Amid a heightened family dispute over management control in Lotte Group, the conglomerate’s founding family members gathered in Korea on Friday to perform an ancestral rite for the late father of founder Shin Kyuk-ho.

All prominent relatives were present with the exception of Shin Dong-bin, who heads Lotte Group and the Japan-based Lotte Holdings, who extended his stay in Japan as he seeks to restore order in the de facto holding company.

Shin Sun-ho, the founder’s younger brother, arrived at Gimpo International Airport at 3 p.m. on Friday, where he said that the founder wanted the older son to run Lotte Holdings.

“What he wants is for Dong-joo, the former vice chairman, to run the business [Lotte Holdings],” he continued. “He thought that the company [Lotte Holdings] was taken away by the second son.”

A high-ranking source at the group had earlier pointed to him as the orchestrator of the revolt against Shin Dong-bin, who has long stood in the shadow of Shin Dong-joo, the family’s eldest son.

However, Shin Sun-ho, who serves as the head of the Japanese noodle maker Sansasu Shoji, denied speculations.

When asked to comment on Dong-joo, he simply answered, “No.”

The younger Shin is also believed to maintain an amicable relationship with the founder, though the patriarch engaged in squabbles with other siblings, including Choon-ho, the Nongshim chairman.

He nodded when asked if he was visiting Korea due to the scheduled ancestral event but has worked to distance himself from his family’s public feud.

When asked about the Lotte’s founder condition, he said the 92-year-old patriarch was in good shape to make rational decisions.

However, Dong-bin and Dong-joo have given conflicting assessments on the mental and physical state of their father.

The younger son said that the nonagenarian can neither move freely nor make rational decisions, indicating that the group’s top executive had been duped into firing six board directors at Lotte Holdings.

But Dong-joo insisted in an interview with Nikkei released on Thursday that his father had “a strong and constant determination to dismiss Dong-bin.”

While in Korea, Shin Dong-joo continued to launch a salvo against his brother, Chairman Shin Dong-bin. He appeared on a prime-time news program on KBS on Thursday to reiterate his claim that his father wanted to remove Dong-bin from Lotte Holdings.

He also brought documents he claimed were written by Shin Kyuk-ho that directed the younger brother’s dismissal.

As the family feud intensifies, observers have theorized that the conglomerate’s dispute over its succession was always destined due to the corporate structure of Lotte, which operates both in Korea and Japan.

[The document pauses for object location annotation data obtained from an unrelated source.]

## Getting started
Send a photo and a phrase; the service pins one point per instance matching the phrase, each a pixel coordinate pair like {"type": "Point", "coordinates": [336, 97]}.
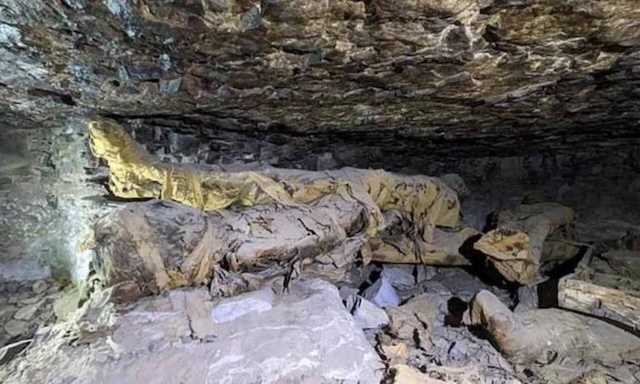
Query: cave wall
{"type": "Point", "coordinates": [518, 96]}
{"type": "Point", "coordinates": [46, 201]}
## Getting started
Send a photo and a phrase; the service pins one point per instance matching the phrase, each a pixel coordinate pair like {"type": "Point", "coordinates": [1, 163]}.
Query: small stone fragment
{"type": "Point", "coordinates": [404, 374]}
{"type": "Point", "coordinates": [231, 309]}
{"type": "Point", "coordinates": [27, 313]}
{"type": "Point", "coordinates": [382, 294]}
{"type": "Point", "coordinates": [7, 310]}
{"type": "Point", "coordinates": [366, 314]}
{"type": "Point", "coordinates": [171, 86]}
{"type": "Point", "coordinates": [326, 161]}
{"type": "Point", "coordinates": [16, 327]}
{"type": "Point", "coordinates": [39, 287]}
{"type": "Point", "coordinates": [425, 273]}
{"type": "Point", "coordinates": [400, 276]}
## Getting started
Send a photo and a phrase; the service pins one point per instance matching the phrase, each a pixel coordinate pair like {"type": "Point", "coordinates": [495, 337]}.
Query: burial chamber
{"type": "Point", "coordinates": [298, 191]}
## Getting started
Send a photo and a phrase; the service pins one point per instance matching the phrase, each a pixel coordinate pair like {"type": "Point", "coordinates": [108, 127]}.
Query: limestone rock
{"type": "Point", "coordinates": [28, 312]}
{"type": "Point", "coordinates": [242, 305]}
{"type": "Point", "coordinates": [39, 287]}
{"type": "Point", "coordinates": [16, 327]}
{"type": "Point", "coordinates": [366, 314]}
{"type": "Point", "coordinates": [399, 276]}
{"type": "Point", "coordinates": [307, 335]}
{"type": "Point", "coordinates": [382, 294]}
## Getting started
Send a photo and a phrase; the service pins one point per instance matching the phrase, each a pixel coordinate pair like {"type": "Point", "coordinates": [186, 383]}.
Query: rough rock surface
{"type": "Point", "coordinates": [308, 336]}
{"type": "Point", "coordinates": [489, 89]}
{"type": "Point", "coordinates": [503, 73]}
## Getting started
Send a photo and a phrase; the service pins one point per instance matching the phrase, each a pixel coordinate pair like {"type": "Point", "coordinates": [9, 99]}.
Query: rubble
{"type": "Point", "coordinates": [606, 285]}
{"type": "Point", "coordinates": [382, 294]}
{"type": "Point", "coordinates": [366, 314]}
{"type": "Point", "coordinates": [552, 336]}
{"type": "Point", "coordinates": [527, 237]}
{"type": "Point", "coordinates": [306, 335]}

Sales of the operations in Korea are far higher than those in Japan. In 2013, for example, Lotte Group affiliates reported combined revenues of 83 trillion won ($70 billion), making it the fifth-largest company in Korea. By contrast, Japan’s Lotte Group posted just 5.7 trillion won in sales the same year. But despite the discrepancy, Japan’s Lotte Holdings is at the top of Lotte’s complex cross shareholding structure.

“Many have warned that this type of business structure needs to be changed,” said a source with knowledge on the matter. “But Shin Kyuk-ho insisted on maintaining the structure.”

Lotte kept its management split, wherein Shin Dong-joo runs Lotte Holdings and Shin Dong-bin operated the Korean business until recently.

Tensions arose once Dong-joo started building up shares in key Lotte affiliates in Korea in 2013. In January, the older son was ousted as the vice chairman of Lotte Holdings.